Fantômas (Genie des Bösen)

Fantomas

Wenn es um Bösewichte geht, ist Fantômas selbst in diesem Kreis noch der Böse. Er wurde 1911 ins Leben gerufen und ist das, was man einen Gentleman-Ganoven nennen könnte, der grausame, sorgfältig geplante Verbrechen begeht, ohne ein klares Motiv zu haben. Manchmal hängt er sein Opfer an eine Kirchenglocke, damit beim Läuten das Blut auf die Gläubigen spritzt.
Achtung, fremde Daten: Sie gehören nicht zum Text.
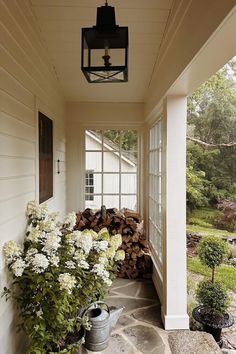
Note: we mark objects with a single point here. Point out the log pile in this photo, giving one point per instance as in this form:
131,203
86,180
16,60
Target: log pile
129,224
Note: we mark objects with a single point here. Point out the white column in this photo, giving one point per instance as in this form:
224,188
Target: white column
174,309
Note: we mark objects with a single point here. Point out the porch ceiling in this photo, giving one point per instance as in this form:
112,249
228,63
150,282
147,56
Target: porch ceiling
61,22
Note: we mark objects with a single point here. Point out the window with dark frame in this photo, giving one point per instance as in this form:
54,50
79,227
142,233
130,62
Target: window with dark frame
89,185
45,128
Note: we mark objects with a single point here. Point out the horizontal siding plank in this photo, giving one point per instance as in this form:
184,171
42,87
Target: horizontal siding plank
9,84
10,208
16,51
15,108
13,167
15,147
10,188
26,44
15,127
11,65
13,229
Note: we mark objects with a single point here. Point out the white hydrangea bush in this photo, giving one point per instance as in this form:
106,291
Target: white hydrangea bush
58,270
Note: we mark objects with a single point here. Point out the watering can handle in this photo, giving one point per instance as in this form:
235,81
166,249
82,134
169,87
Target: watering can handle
94,304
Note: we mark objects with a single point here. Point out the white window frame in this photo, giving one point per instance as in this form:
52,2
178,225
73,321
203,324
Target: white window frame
105,148
88,178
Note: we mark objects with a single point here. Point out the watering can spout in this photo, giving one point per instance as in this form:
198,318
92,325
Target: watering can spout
115,313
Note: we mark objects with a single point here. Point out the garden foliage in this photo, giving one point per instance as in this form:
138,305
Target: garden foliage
56,273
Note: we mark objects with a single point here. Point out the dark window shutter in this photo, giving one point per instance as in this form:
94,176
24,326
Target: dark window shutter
45,158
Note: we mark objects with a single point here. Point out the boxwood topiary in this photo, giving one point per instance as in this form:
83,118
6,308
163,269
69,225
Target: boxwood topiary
213,297
212,250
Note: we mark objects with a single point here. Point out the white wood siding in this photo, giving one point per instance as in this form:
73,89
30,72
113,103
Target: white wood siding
27,84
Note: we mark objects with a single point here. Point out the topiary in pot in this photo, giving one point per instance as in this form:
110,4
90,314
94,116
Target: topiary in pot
212,295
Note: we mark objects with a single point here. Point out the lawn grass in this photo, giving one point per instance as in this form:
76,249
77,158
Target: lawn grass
225,274
206,231
202,221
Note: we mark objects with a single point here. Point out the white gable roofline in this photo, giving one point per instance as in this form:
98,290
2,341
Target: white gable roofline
108,146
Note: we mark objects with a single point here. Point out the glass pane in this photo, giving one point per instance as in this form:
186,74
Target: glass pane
128,183
111,201
94,161
129,201
129,162
93,140
111,183
111,162
111,140
129,140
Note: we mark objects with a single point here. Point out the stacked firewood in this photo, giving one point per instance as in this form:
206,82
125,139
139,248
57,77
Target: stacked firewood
129,224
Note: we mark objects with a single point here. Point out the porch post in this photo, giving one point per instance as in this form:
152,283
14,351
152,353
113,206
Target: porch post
174,309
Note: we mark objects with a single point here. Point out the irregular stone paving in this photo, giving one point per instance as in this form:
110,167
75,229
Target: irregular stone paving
140,330
229,334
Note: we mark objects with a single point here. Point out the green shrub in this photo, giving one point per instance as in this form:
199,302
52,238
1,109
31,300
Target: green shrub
212,251
199,222
213,297
232,251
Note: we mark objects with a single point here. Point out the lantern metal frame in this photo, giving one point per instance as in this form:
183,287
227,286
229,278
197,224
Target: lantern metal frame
106,35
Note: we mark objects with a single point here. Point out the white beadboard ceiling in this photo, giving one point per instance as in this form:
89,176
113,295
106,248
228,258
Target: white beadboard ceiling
61,21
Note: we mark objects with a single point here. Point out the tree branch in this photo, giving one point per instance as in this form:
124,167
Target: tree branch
210,146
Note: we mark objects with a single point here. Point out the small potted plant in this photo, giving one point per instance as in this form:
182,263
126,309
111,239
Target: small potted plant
212,295
56,272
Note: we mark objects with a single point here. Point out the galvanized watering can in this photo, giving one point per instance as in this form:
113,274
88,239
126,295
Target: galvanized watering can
102,321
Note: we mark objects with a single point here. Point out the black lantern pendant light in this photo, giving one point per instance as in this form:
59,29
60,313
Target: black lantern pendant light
104,49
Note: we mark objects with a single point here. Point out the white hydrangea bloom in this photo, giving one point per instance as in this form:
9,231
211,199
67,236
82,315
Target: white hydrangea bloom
119,256
39,313
70,221
116,241
39,263
47,225
33,235
30,254
11,251
54,260
70,264
83,264
52,243
100,245
107,281
85,242
100,271
18,267
79,255
72,237
36,211
67,282
103,260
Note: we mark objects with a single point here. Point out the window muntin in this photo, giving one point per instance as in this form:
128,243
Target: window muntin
112,155
45,133
155,179
89,185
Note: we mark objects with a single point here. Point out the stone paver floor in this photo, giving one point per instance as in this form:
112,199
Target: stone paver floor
139,329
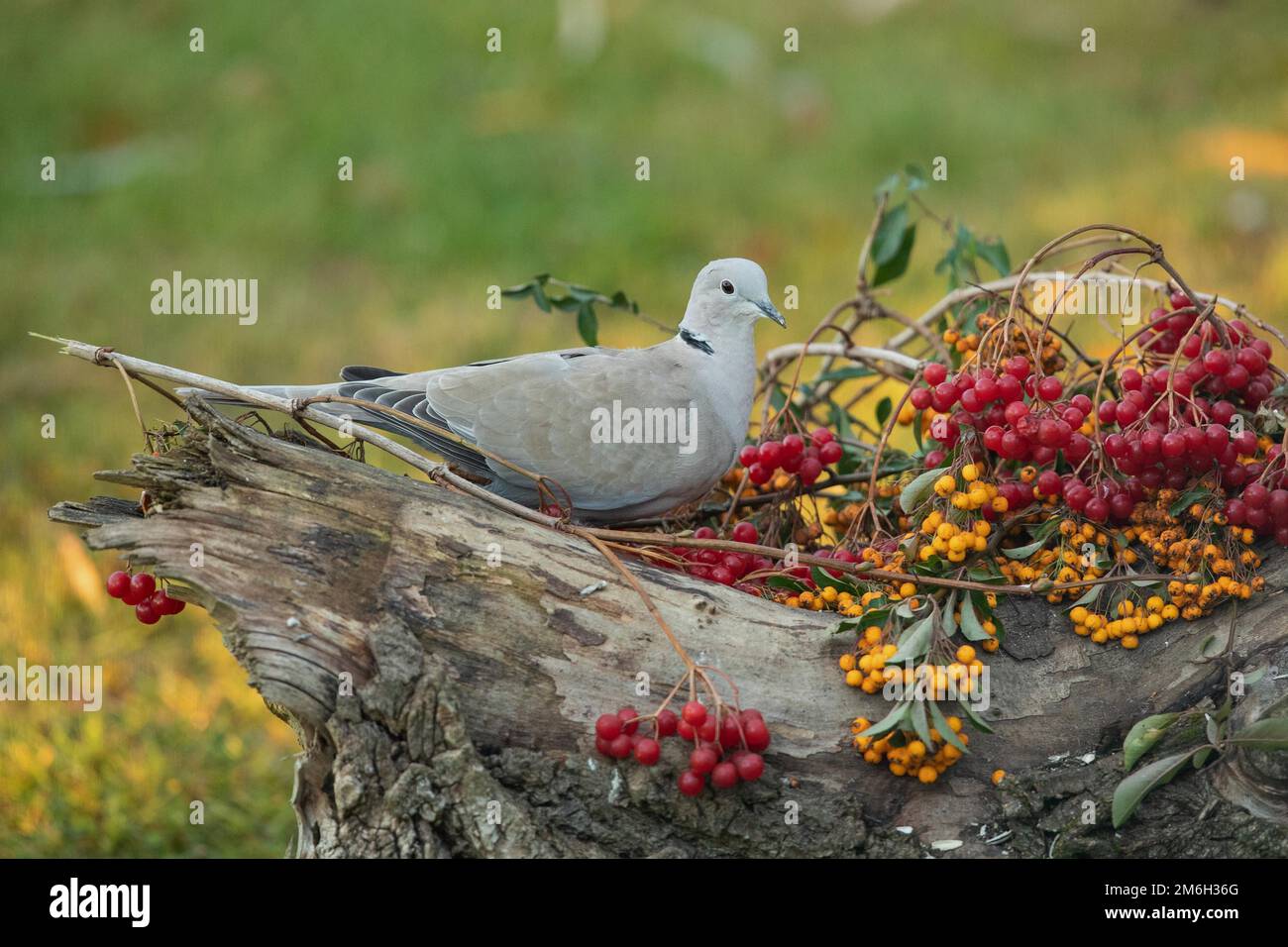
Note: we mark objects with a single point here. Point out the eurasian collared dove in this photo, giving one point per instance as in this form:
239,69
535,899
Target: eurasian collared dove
627,433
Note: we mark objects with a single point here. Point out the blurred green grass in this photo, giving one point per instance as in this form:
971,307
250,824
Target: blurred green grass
476,169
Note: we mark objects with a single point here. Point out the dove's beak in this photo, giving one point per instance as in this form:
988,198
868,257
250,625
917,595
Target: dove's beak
772,313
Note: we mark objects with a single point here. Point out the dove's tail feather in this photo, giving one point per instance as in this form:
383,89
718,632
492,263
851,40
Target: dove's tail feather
408,402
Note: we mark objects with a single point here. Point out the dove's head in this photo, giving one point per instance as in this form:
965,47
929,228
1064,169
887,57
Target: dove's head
726,295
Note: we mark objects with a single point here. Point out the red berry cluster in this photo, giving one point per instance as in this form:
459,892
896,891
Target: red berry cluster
742,735
726,569
791,455
141,590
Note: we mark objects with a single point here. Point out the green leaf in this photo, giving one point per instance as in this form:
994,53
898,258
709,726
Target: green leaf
896,266
1134,788
918,488
1212,729
786,582
884,407
1144,735
914,642
1090,595
949,621
918,722
1188,499
588,325
1024,552
971,628
540,298
845,373
889,236
1270,733
944,729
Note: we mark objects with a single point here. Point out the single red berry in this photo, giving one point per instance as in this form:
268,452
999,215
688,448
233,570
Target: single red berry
730,735
142,585
751,767
756,733
691,784
161,602
724,776
771,454
810,470
648,751
694,712
117,583
666,723
608,725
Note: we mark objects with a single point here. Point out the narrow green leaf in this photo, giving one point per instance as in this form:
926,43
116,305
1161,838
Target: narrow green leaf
914,642
918,488
918,722
949,621
1270,733
898,264
1144,735
1134,788
1024,552
884,407
588,325
971,626
944,729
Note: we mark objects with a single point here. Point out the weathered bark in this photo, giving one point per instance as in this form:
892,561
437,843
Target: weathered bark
478,668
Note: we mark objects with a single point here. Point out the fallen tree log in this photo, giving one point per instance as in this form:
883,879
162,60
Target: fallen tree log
443,663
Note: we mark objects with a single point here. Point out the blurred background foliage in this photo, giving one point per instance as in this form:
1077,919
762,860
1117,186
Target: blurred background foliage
473,169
Er versucht, den Detektiv Jove, der ihm auf der Spur ist, zu töten, indem er ihn in einem Raum gefangen hält, der sich langsam mit Sand füllt. Er häutet ein Opfer und macht aus den Händen des Toten Handschuhe, um die Fingerabdrücke der Leiche am Tatort zu hinterlassen.

Seine Schöpfer nannten ihn „Genie des Bösen“ und „Herr des Schreckens“, aber er blieb ein Rätsel mit so vielen Identitäten, dass ihn oft nur Jove erkennen konnte. Das Buch, das ihn vorstellt, beginnt mit einer Stimme, die fragt: Wer ist Fantômas?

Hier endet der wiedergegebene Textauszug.